Touching Home Before Making Rounds

Baseball players who stay in the guest room of Abe and Bertha Wapnick's Sepulveda home are often affected by the draft--the Major League draft.

The Wapnicks have had four college baseball players live with them over the past three years. Every one of them has later been picked in various rounds of the professional draft.

"It must be a pretty good bedroom, huh?" Bertha Wapnick said.

Wapnick's son, Steve, was a draft choice of both the Oakland A's and the San Diego Padres last season, but opted for a scholarship to Fresno State.

Steve Wapnick's Moorpark College teammate, Ray Young, was the first to stay with the Wapnicks, moving in for a couple of weeks during the 1984 season. Young also was the first of the baseball boarders to be selected by a professional team.

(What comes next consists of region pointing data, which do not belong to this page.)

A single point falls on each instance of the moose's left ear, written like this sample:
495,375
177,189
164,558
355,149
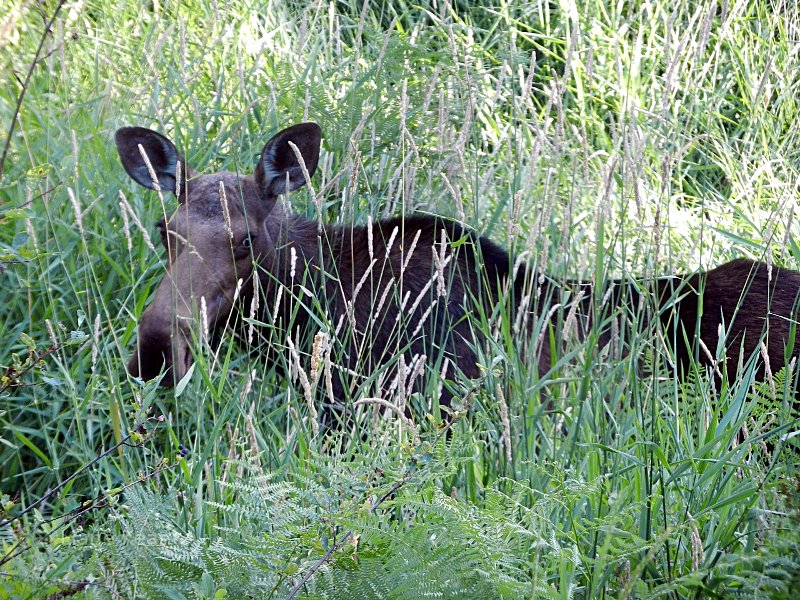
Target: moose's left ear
278,159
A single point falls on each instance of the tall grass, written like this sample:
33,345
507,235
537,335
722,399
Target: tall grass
603,140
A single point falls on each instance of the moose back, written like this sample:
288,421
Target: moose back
401,291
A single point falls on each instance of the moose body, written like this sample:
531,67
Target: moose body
399,289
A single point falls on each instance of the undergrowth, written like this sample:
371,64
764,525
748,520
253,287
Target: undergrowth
595,141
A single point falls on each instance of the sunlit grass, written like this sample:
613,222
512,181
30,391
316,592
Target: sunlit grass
622,140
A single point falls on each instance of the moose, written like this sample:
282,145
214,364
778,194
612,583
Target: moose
401,288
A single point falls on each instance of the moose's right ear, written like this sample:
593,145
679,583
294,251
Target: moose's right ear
161,153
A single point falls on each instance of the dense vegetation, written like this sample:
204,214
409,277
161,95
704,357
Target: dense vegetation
598,139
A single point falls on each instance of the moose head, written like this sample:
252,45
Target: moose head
224,223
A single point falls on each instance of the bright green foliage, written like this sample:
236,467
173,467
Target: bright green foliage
597,139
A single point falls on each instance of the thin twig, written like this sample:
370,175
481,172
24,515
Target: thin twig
24,89
22,546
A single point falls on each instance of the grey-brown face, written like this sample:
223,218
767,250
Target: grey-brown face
212,239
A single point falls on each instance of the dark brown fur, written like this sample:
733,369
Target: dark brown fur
208,256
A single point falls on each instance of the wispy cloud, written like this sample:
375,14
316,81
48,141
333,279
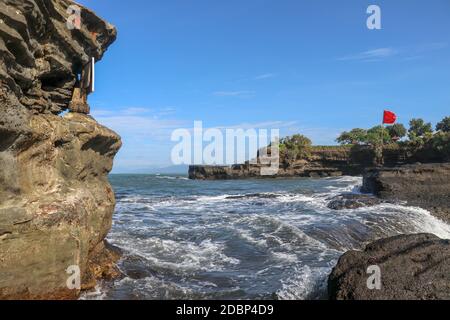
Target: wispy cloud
371,55
265,76
241,93
405,52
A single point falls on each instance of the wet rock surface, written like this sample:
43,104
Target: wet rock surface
412,267
423,185
56,203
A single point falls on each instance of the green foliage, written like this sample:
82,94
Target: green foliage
396,131
355,136
419,129
441,142
295,147
444,125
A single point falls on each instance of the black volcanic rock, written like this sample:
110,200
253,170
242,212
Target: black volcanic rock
353,201
422,185
413,267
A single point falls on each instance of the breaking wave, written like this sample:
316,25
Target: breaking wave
252,239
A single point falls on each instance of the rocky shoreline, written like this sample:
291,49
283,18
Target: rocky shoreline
413,267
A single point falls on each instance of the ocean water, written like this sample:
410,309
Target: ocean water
250,239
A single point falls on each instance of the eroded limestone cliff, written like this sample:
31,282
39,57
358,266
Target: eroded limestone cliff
56,203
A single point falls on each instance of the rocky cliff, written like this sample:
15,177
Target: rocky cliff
56,204
423,185
410,267
321,162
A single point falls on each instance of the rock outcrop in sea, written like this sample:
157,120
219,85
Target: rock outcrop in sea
56,203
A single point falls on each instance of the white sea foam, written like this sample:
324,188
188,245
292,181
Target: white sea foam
304,283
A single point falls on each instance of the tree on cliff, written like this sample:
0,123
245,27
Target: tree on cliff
295,147
355,136
418,128
444,125
378,135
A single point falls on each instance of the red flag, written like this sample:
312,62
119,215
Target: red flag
389,117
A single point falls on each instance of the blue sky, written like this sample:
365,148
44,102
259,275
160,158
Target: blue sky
311,67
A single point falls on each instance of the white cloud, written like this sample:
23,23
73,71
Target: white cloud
234,93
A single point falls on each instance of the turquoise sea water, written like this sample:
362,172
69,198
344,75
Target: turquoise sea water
250,239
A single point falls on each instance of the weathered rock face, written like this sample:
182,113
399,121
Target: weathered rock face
40,56
423,185
413,267
326,162
56,203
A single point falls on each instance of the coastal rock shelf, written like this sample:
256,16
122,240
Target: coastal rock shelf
423,185
56,203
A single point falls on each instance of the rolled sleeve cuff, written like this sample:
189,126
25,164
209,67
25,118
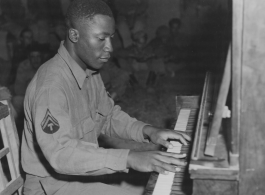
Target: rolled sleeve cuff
137,135
117,160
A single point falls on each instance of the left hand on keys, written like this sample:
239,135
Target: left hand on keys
161,136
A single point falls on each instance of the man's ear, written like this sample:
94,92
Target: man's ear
73,35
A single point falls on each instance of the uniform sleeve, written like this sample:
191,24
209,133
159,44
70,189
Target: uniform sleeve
119,124
59,141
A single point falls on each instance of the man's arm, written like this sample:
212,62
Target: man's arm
161,162
116,143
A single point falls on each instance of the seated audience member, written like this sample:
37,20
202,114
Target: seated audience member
52,46
40,28
178,42
158,48
67,108
114,79
6,52
25,72
136,57
6,95
131,18
21,50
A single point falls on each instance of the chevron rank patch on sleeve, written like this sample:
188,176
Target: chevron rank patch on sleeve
49,124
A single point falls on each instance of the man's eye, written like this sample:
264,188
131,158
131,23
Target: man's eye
101,39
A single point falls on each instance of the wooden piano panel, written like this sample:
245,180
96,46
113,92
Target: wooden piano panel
181,180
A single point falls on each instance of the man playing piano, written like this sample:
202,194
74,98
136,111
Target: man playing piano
67,107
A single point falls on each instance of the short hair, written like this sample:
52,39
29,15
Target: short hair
79,10
174,21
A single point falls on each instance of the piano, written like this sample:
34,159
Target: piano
226,121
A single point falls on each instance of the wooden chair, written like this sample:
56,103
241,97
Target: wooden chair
10,178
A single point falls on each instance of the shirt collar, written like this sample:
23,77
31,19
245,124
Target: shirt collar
78,73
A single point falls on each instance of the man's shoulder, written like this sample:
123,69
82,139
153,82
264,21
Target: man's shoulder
51,72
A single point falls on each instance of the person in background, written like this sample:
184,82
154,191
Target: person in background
177,46
52,46
136,57
114,79
21,50
67,108
7,41
25,73
131,18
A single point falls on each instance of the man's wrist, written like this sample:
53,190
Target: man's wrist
147,131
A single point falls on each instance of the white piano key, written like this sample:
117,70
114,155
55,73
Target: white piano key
165,182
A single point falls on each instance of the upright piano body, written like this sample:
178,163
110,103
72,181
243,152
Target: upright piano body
239,138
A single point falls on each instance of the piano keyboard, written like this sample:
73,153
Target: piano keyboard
167,183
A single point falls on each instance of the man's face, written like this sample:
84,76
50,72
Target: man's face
35,59
94,45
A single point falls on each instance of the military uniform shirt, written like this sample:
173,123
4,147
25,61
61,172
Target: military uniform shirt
66,108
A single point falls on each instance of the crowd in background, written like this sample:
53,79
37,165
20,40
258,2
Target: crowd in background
31,32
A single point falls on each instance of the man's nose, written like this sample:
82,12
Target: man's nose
108,45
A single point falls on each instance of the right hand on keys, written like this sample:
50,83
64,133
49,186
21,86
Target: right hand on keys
161,162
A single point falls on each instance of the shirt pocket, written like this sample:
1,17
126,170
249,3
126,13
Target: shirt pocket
101,123
85,127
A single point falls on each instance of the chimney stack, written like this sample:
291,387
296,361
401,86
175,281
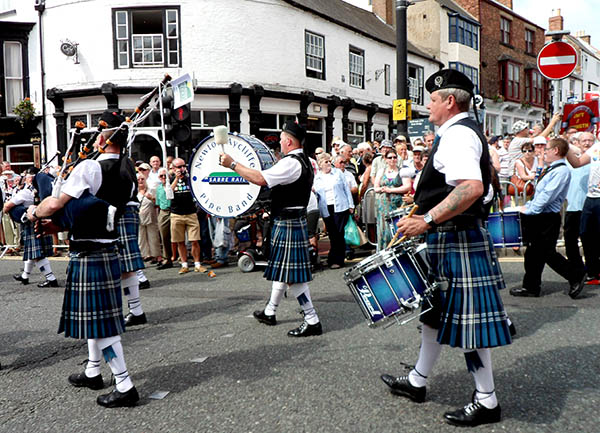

He is now one of the Dodgers' top pitching prospects, playing in their farm system.

"Ray needed a place to stay while he looked for an apartment," Bertha Wapnick said. "I said, 'why not?' "

The following year, Tim Lichty, another Moorpark player, moved into the spare room. Lichty, who grew up in Reno, Nev., stayed for a year and a half before being drafted by the Montreal Expos.

The Wapnicks didn't mind.

"Are you kidding?" Bertha said. "As long as we have the space, it's all right with me."

They had the space again this season, so Moorpark pitcher Bob Ayrault, who is from Carson City, Nev., called for reservations and moved in at the end of last summer. He was picked by the San Diego Padres in the January draft.

"I get a big kick out of having the boys stay here," Bertha said. "It's like they're part of our family."

"It keeps my wife and I younger than we'd normally be, because there's always someone around to care for," Bertha's husband, Abe, said.